I wish I had collected these stories and vignettes over the years as I came across them. This most recent example came up in recent conversation. It’s a simple, yet perfect, illustration of the challenges of conflicting incentives. My thesis is neither new nor particularly radical but this example reinforces the point that we underestimate at our peril the power of incentives to facilitate change when they align and undermine efforts at change when they don’t. When we talk of social change we see that conflicting incentives most often arise at the interface of organisations and teams, where insufficient attention is paid to the impact of one on the other within the wider system. Here’s that example.
Primary-school teachers are supposed to send children home for 48 hours when they show up with symptoms of colds, covid, flu-like illnesses and other such infectious diseases. For the head teacher, monitored on school-wide metrics such as overall attendance, this is not a good thing. Each time a pupil is at home for two days, and not in school, attendance figures take a hit. Better to keep quiet and keep the children in school to keep the attendance figures above target levels. Because – OFSTED1!
And so what is best for people in one part of the system – the children and those who might be adversely affected by being exposed to their illness – is the worst thing that can happen to people in another part of the system – the headteacher, having to justify the low attendance, wanting to avoid drawing attention to their school through potentially failing metrics. Meanwhile, for the teachers caught somewhere between these two perspectives, it might feel like these conflicting incentives are literally pulling them in two directions. This is the very definition of practitioner burden.
Hierarchy wins out, emails are sent to the teachers requesting they don’t send ill children home for 48 hours, and attendance levels are maintained. Sickness will be more likely to circulate within the school, negatively impacting the children’s ability to concentrate, engage and learn and potentially increasing sickness rates among staff.
What is the alternative? Where incentives conflict we have to try and understand where they are coming from.

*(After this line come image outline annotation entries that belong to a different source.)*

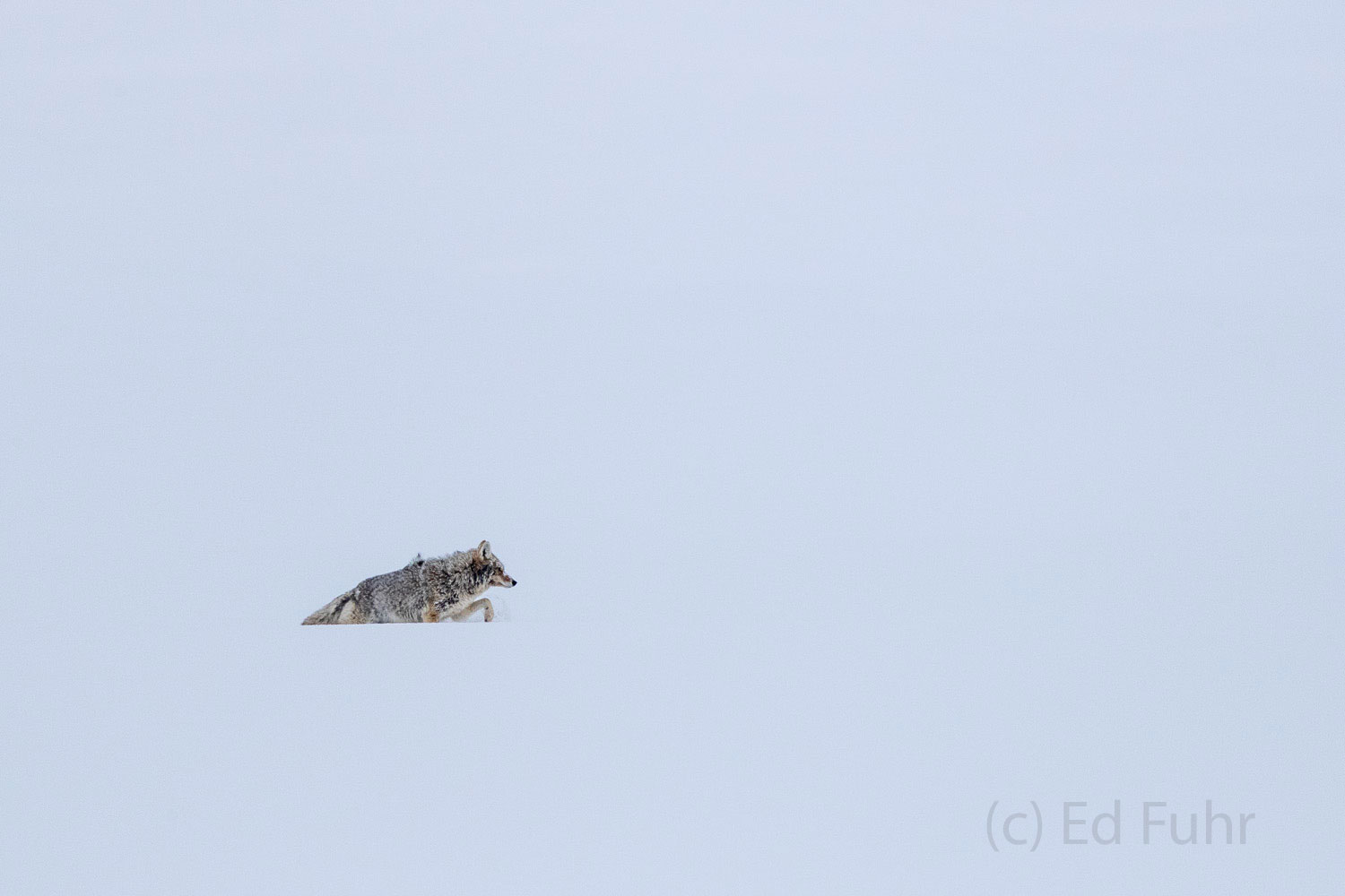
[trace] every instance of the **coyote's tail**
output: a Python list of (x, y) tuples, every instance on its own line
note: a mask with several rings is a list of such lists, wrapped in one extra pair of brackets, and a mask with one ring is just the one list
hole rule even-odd
[(340, 611), (346, 609), (346, 604), (355, 599), (355, 588), (351, 588), (339, 598), (334, 598), (321, 610), (313, 611), (307, 619), (304, 619), (305, 626), (330, 626), (340, 622)]

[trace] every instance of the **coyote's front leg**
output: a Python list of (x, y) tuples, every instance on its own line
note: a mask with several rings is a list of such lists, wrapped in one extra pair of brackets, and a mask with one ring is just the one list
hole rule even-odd
[(468, 603), (461, 610), (453, 610), (453, 611), (451, 611), (448, 614), (448, 617), (453, 622), (461, 622), (463, 619), (465, 619), (467, 617), (472, 615), (473, 613), (476, 613), (482, 607), (486, 607), (486, 621), (487, 622), (490, 622), (491, 619), (495, 618), (495, 607), (491, 606), (491, 599), (490, 598), (479, 598), (476, 600), (472, 600), (471, 603)]

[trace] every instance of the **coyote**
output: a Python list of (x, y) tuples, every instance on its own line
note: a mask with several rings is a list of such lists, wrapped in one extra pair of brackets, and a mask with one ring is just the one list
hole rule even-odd
[(429, 560), (417, 553), (395, 572), (364, 579), (304, 619), (304, 625), (440, 622), (445, 617), (461, 622), (482, 607), (490, 622), (495, 618), (495, 607), (479, 595), (491, 586), (512, 588), (515, 584), (499, 557), (491, 553), (490, 541), (482, 541), (472, 551), (455, 551)]

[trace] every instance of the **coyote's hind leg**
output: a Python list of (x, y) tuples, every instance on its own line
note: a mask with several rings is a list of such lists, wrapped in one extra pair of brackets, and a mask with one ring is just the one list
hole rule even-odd
[(471, 603), (468, 603), (461, 610), (453, 610), (448, 615), (449, 615), (449, 618), (453, 622), (461, 622), (463, 619), (465, 619), (467, 617), (472, 615), (473, 613), (476, 613), (482, 607), (486, 607), (486, 621), (487, 622), (490, 622), (491, 619), (495, 618), (495, 607), (491, 606), (491, 599), (490, 598), (479, 598), (476, 600), (472, 600)]

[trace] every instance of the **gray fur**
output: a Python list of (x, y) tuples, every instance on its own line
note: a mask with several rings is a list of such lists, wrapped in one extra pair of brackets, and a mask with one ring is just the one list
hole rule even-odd
[(304, 619), (304, 625), (460, 621), (479, 609), (486, 610), (490, 622), (495, 607), (480, 595), (491, 586), (514, 584), (487, 541), (472, 551), (428, 560), (417, 553), (401, 570), (364, 579)]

Usually the conflict will be traced back to policies, budgets, politics or leadership imperatives in different parts of a system that don’t align with the organisations within it.
In this case, why are we tracking attendance? Perhaps this is considered to be a measure of how well run the school is or a proxy indicator for attainment levels at later stages. Someone, in some part of the system, clearly determined it was an important measure. But we all know that there are a myriad of reasons that affect attendance, not just health, and most of these are outside the control of the school. Perhaps there is a lack of parental support; bullying; living in a home with cannabis consumption; the list goes on. We put effort into tracking ‘avoidable absences’ but not into understanding why we are tracking them in the first place.
Ultimately such myopic concerns can distract from the broader picture: what is the purpose of the education system? Is it to ensure that every young person gets the best start in life and can maximise their potential? Or that teachers can forge a career? Or that young people entering the workforce have the skills needed to develop the economy? Is it to keep all young people between certain ages and for certain time periods within an institution and off the streets? And so on. Because what we measure is ultimately a reflection of our deeply-held beliefs and therefore what we think is important. As a society those in positions of power place these reporting burdens on those working in our civic, social and public institutions. As individuals in those institutions we prioritise our time and energy on those incentives that come with the most negative consequences for our personal reputation and career development. However much that may push us into conflict with our own moral, ethical, political and professional leanings.